Jenn is the mother of two boys diagnosed with Duchenne muscular dystrophy, the most lethal genetic disorder among children. It slowly weakens a patient’s muscles, leading to paralysis and early death. Until recently, there was no cure. But now there is some hope. Jenn’s younger son Max was accepted into a clinical trial, where he received Eteplirsen, a new drug being tested to stop the progression of the disease. Her older son Austin, however, was not accepted into the trial and, because of Food and Drug Administration rules, was denied the right to use the same drug. Max is now walking, leading a normal life, while his brother is confined to a wheelchair and continues to deteriorate. During an interview, Jenn stated the painfully obvious—“Both my sons deserve to live.”
She’s right. No one should have to endure her nightmare.
Austin wasn’t allowed to participate in a “randomized clinical trial” because the stage of his disease was more advanced than the other participants. But that’s how trials have to be run in order to satisfy the FDA. And this problem shows why many patients are demanding an alternative to the FDA’s single, isolated and protected drug approval system.
Tomorrow’s Cures Today is now petitioning Congress to create a new drug development and testing system—one that would allow Austin and thousands of patients like him to try not-yet-approved drugs in a more open and transparent process, and which could result in approvals based on what’s learned from these observations of treatment outcomes for patients with widely varying health conditions. We call this new system, Free To Choose Medicine.
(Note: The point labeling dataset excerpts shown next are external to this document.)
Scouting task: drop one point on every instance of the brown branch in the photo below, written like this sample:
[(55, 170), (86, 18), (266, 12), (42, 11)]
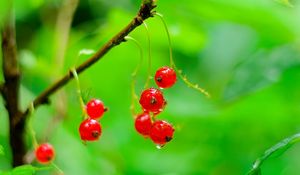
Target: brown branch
[(10, 89), (145, 11)]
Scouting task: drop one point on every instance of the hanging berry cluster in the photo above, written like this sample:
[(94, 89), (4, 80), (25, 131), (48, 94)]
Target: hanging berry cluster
[(90, 129), (153, 102)]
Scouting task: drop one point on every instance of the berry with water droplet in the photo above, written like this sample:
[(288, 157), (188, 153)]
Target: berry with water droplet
[(90, 130), (165, 77), (161, 132), (143, 124), (95, 108), (152, 100), (44, 153)]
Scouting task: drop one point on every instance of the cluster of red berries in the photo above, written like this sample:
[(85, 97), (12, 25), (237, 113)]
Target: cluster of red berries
[(44, 153), (153, 102), (90, 129)]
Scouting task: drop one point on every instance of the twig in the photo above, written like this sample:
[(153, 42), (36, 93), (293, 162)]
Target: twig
[(145, 11)]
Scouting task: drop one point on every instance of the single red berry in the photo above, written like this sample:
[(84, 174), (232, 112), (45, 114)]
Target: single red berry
[(161, 132), (143, 124), (165, 77), (90, 130), (95, 108), (44, 153), (152, 100)]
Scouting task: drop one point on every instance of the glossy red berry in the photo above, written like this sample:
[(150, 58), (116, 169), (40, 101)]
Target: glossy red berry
[(90, 130), (143, 124), (44, 153), (161, 132), (152, 100), (95, 108), (165, 77)]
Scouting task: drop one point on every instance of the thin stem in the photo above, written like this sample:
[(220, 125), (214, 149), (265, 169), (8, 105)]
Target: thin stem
[(149, 56), (173, 65), (30, 128), (78, 90), (145, 12), (133, 92)]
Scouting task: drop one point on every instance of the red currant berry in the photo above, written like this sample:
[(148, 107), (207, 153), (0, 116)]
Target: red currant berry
[(44, 153), (165, 77), (90, 130), (95, 108), (143, 124), (161, 132), (152, 100)]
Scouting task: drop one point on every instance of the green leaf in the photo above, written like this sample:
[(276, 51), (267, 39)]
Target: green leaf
[(276, 150), (1, 150), (23, 170)]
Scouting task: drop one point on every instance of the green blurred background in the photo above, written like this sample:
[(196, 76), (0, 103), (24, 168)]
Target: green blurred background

There are three key principles to Free To Choose Medicine.
1. Some patients and their doctors only want medicines tested and approved in the traditional way, and for them nothing would change. But others are not just willing, but eager to try not-yet-approved drugs. They should not be denied the right to choose a viable medical treatment. So, after safety testing is completed, patients should be free to choose a not-yet-approved drug if its developer is willing to make that drug available. After all, patients, under care of their physicians, and with access to detailed reports describing all prior test results, are in a better position than government bureaucrats to decide whether the risks are worth bearing.
2. To ensure patients are fully informed, developers offering not-yet-approved drugs on the Free To Choose Medicine track would have to make all prior testing data available in a publicly accessible online database. And every patient taking a Free To Choose drug would have to agree to let his or her doctor submit reports on an anonymous basis about their progress and any side effects. This “observational data” collected from real world use would provide valuable information to patients and let them make informed and meaningful choices.
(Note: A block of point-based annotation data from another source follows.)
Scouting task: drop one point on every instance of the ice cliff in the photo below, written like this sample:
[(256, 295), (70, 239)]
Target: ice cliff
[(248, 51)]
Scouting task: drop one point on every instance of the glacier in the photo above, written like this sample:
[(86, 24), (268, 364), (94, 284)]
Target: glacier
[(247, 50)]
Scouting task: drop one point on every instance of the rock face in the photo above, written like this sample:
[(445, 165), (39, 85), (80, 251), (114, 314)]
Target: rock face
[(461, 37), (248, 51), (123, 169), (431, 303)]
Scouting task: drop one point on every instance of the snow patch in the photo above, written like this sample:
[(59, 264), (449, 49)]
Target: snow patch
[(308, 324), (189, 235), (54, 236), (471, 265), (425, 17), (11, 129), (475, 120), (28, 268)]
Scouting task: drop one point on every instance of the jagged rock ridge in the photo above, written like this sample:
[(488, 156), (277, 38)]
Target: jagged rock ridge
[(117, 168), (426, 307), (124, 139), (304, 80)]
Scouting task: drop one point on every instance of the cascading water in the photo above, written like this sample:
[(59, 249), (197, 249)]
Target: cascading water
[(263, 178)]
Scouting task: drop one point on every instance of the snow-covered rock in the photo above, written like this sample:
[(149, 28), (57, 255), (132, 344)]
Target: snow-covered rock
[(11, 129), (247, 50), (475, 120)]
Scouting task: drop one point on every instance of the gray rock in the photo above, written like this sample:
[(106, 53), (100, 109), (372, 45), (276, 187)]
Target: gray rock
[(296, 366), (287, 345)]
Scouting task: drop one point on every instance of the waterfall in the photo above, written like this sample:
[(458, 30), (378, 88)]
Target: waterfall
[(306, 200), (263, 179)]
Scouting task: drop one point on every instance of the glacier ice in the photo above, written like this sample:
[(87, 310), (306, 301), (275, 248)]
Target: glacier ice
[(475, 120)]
3. As more and more patients use Free To Choose drugs, the value of information available to other patients will grow. Drugs that show severe side effects or little therapeutic benefit will be abandoned, although the data generated will be useful to drug developers. But drugs with positive experience will become more popular and the amount of observational data will grow even more. Technological advances in collecting and analyzing health data will make it possible for doctors and researchers to see who is benefiting the most from individual drugs and who is at higher risk. This “big data” collection will be superior to what’s collected in clinical trials, where researchers try to limit enrollment to patients who are all alike. With enough patients, the FDA could even approve new drugs on the basis of observational data alone.
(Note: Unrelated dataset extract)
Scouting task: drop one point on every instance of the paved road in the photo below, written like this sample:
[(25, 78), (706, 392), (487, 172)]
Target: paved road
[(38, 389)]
By signing this petition you are supporting the right of patients to choose drugs that have not yet been approved by the Food and Drug Administration; establishing an alternative drug approval system using observational data and open source data collection; providing a means of making new drugs available faster and less expensive.
We need Congress to authorize Observational Approval to help patients like Austin McNary.
Please visit www.tomorrowscurestoday.org for more information about Free To Choose Medicine and consider participating with Tomorrow’s Cures Today in convincing Congress and the President that it is time for Free To Choose Medicine.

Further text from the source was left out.